Our readings for this week challenge conventions in scholarly writing. The common theme, or question rather, throughout the readings ask if it is possible to consider online writing endeavors as ‘scholarly.’ The Cummings and Jarrett piece takes a fence-sitting approach by attempting to give blogging an appropriate place. I felt as if parameters were being set around the medium which doesn’t seem appropriate for something being freely published to the internet. The argument is made that serious writing projects, like a journal submission, should remain conventional while blogging and other internet mediums, like a wiki, should be left “for the rest of the time.”
Obviously, the main scrutiny of freely published internet works is that the peer-review process is nonexistent. You may occasionally have a panel of ‘experts’ that maintain watch over certain wikis but ultimately the internet seems to be a true test of thinking for yourself. I believe blogging, and other similar free-publishing digital works cannot be examples of true scholarship. There is a risk associated with elevating blogs and other similar mediums to the level of recognized scholarly work.
I believe that trends in academia slowly trickle into the mainstream over slow periods of time. Given the nature of the internet, such trends are likely to occur at faster paces. One of those trends could easily be recognizing blogs as accurate sources of information. Where do we draw the line? Are blogs written by Appalachian State University graduate students to be considered scholarship? Is App not prestigious enough? What about Duke? If the idea of blogs becoming recognized sources of accurate scholarly work becomes popular, then a trend of so-called ‘credible’ blogs would likely follow.
Taking internet sources at face value, and teaching the public that it could potentially be okay to do so, could be detrimental to society. Such things are already somewhat prevalent. Fake news persuades political opinions, affects national health and safety, and runs the risk of placing peer-reviewed scholarship back years. Obviously these are my own highly opinionated statements based on how I interpreted the readings.
With that out of the way, other parts of our readings focused on blogging in general and what makes a good blog. The Quicksprout article suggests that longer blog posts, those over 1500 words, are more enjoyable for readers and tend to draw more traffic. While some data is given (who can refuse data from charts, right?) this is still something I am hesitant about. The article comes with a counterargument, however, that if you can say something in 100 words instead of 2000, then you should do so. I would think this is something relevant to what kind of blog you are writing. If you simply created a free blogger account to share some ideas with the random public, without the hope or need for monetization, then shorter posts to simply spew a few ideas onto a page is useful. If you are creating content for subscribing readers, then longer blog posts are surely going to be more successful. I’m certainly open to thoughts here.
The final point I would like to discuss here is Rule #3 from Fogarty (Quick and Dirty Tips). I discussed the idea of placing parameters over something that should be a free area for thinking and creativity at the beginning of this post.
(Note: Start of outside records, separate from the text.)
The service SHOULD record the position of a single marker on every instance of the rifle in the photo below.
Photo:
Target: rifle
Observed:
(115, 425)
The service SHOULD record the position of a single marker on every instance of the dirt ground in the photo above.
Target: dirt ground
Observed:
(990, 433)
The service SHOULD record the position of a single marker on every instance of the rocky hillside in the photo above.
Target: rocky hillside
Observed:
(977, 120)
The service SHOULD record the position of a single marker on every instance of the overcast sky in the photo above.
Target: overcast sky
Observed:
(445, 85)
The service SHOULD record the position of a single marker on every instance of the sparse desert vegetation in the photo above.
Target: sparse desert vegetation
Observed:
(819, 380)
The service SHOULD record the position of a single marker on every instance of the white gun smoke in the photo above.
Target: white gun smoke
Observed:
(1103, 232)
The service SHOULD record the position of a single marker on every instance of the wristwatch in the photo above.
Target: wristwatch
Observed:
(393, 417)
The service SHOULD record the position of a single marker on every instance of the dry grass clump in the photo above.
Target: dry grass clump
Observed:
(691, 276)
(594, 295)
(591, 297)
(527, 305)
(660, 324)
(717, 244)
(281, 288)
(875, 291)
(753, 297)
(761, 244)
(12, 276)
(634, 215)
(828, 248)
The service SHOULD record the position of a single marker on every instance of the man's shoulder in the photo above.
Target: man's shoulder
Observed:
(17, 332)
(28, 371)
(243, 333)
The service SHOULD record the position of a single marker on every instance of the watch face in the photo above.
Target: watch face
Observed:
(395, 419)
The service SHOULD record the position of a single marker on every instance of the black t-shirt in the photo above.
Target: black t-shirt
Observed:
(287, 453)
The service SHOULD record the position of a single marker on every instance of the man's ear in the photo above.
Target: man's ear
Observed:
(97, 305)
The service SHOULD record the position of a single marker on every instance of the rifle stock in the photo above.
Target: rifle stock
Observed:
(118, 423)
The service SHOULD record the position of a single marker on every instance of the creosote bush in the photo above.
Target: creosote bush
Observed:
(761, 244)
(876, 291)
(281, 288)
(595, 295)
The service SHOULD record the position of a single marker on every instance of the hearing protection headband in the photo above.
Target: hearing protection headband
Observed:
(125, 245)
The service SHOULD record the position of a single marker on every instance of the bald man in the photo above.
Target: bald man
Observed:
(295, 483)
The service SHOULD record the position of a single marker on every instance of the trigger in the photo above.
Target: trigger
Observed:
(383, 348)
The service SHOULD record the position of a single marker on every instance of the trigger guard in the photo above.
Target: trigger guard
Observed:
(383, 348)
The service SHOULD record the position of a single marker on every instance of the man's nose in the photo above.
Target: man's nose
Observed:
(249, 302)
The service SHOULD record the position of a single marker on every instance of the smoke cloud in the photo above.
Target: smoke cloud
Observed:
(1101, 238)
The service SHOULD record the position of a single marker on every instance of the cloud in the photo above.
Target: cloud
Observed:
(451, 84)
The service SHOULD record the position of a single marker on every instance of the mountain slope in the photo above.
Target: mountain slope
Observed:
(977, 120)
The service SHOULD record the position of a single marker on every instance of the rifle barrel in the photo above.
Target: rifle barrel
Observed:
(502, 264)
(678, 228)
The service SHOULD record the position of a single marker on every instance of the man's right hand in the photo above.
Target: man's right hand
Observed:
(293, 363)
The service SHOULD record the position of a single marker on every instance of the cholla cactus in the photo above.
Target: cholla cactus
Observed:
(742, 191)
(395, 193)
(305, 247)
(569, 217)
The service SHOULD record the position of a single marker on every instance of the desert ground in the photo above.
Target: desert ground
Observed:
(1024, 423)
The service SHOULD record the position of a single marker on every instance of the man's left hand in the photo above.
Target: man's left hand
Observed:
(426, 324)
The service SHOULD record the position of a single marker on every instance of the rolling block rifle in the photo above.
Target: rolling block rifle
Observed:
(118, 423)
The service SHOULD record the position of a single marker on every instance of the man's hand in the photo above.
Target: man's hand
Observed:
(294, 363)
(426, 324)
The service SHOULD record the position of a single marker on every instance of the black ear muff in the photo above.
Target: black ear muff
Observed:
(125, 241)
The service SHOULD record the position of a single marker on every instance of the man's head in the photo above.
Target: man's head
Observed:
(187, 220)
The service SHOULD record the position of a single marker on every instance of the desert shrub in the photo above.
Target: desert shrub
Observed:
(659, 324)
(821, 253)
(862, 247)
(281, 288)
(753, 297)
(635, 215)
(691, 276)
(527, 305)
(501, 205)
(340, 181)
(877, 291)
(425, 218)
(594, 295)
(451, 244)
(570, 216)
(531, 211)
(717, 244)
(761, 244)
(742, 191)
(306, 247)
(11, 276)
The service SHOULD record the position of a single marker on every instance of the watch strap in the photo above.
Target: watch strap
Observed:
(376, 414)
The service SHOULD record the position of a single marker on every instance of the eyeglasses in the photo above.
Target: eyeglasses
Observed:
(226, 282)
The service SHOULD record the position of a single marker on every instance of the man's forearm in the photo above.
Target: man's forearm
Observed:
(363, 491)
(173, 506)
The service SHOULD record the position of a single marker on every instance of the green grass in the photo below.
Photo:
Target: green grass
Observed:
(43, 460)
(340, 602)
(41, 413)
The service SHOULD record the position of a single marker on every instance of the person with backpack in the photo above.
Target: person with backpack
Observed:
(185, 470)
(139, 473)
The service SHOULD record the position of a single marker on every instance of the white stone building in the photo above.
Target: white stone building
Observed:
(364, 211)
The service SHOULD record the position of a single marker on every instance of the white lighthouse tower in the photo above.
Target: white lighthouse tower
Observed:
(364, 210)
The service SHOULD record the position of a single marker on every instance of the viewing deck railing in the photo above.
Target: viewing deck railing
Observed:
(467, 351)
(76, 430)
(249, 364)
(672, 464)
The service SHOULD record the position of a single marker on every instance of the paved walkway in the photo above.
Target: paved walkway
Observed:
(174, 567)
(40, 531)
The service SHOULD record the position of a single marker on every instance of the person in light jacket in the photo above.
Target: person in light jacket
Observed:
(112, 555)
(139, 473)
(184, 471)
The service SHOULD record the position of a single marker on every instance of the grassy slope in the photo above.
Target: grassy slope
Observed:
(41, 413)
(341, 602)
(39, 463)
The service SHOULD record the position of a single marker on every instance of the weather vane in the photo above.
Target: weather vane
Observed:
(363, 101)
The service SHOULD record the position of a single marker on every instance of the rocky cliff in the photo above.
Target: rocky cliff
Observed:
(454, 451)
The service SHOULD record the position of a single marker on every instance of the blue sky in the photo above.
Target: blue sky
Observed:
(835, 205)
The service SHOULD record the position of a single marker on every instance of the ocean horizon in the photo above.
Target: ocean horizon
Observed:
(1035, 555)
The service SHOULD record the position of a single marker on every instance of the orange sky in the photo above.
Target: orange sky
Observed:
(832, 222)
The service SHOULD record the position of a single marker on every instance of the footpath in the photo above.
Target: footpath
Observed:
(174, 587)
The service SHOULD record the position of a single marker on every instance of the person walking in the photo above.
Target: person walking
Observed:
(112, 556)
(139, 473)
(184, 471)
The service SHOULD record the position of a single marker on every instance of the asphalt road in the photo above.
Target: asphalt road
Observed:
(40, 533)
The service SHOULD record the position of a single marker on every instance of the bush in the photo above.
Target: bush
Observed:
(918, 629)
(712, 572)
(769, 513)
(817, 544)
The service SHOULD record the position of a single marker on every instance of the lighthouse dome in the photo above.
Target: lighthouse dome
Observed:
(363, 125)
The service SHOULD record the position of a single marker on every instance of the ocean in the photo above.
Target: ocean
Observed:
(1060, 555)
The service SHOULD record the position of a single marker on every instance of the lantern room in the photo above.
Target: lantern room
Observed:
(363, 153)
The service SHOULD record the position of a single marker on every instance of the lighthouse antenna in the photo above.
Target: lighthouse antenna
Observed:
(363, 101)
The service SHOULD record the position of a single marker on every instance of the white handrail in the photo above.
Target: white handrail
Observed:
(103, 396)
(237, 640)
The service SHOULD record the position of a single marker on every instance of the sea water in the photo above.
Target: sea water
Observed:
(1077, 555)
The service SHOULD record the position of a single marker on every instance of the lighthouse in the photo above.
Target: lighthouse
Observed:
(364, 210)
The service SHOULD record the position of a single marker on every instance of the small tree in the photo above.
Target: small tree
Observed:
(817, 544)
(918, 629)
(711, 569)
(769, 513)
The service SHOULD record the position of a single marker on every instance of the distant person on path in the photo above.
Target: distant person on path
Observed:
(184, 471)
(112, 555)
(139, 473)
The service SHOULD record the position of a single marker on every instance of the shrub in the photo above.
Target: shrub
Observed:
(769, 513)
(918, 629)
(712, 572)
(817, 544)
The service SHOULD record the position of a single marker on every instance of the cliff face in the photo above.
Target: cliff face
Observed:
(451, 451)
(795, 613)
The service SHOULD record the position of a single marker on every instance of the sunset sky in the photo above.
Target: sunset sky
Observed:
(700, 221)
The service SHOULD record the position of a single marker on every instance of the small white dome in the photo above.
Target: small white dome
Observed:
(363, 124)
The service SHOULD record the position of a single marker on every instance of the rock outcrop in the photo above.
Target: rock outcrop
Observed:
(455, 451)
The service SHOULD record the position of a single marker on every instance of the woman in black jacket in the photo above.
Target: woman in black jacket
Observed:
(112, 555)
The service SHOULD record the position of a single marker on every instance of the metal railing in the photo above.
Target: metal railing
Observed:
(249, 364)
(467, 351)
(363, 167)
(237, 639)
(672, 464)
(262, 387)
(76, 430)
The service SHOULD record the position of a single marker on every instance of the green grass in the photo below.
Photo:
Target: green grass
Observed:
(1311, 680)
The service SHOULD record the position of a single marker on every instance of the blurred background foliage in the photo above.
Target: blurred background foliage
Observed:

By default, a blog post will likely make a point, be motivated, and provide context (or at least be contextual enough where it could be inferred). Respect is a unique parameter to place on a post.
Obviously here, in an academically sanctioned environment, respect should come first. In an anonymous private blog you made to rant about and verbally destroy your most hated sports team, is respect really part of the equation? I suppose this relates back to the idea of scholarship in blogging. Respect should always be priority in scholarship and if you were attempting to create a scholarly blog then perhaps respect IS a parameter you should place on your work. I will leave this with one lasting thought. During my short 1.2 semesters here, I have read many passive-aggressive scholarly pieces that I would absolutely say fall short of respect and tolerance.
If you were in Dr. Goff’s reading seminar last semester, you may recall my review of To Serve God and Wal-Mart by Bethany Moreton. If you were not, the work was essentially about how Wal-Mart has had noticeable political influence among voters. Moreton frequently refers to conservatives as “Wal-Mart voters.” No matter what side of the political spectrum you fall on, you would expect scholarly work to be a bit more respectful, but that is not always the case. If such loose standards exist within traditional academic writing already, is it not hypocritical to ask the same of a simple blog?
3 replies on “Blogging and Various Online Scholarship”
You make a lot of good points about the potentially serious drawbacks of blogging. Are there benefits to it, even if they don’t necessarily outweigh the negatives? While there is certainly a risk in treating blogs like an academic source, there is also opportunity there. Bouncing ideas off of the public, or your peers, may lead to better work on a more formal platform.
There are certainly benefits. Obviously lower barrier of entry to access information, low pay walls, and basically no requirements to post information. If we translate these over to academic circles, then that means the public potentially gets easier access to quality information. The exchange of more informed, ‘higher quality’ ideas if you will, could definitely improve scholarship all around while also benefiting society – hopefully that doesn’t sound too conceited. I don’t want to make it seem like scholars are the end all be all of information either.
In the blog, you said that “the peer-review process is nonexistent.” I would venture so far as to disagree. While there is no pre publishing peer review, the malleable nature of digital publishing allows for significant peer review as an ongoing process through commentary. While academia has placed pre publishing peer review as a critical piece in the process of writing history, in many ways it seems that often enough it is post publishing peer review that matters more.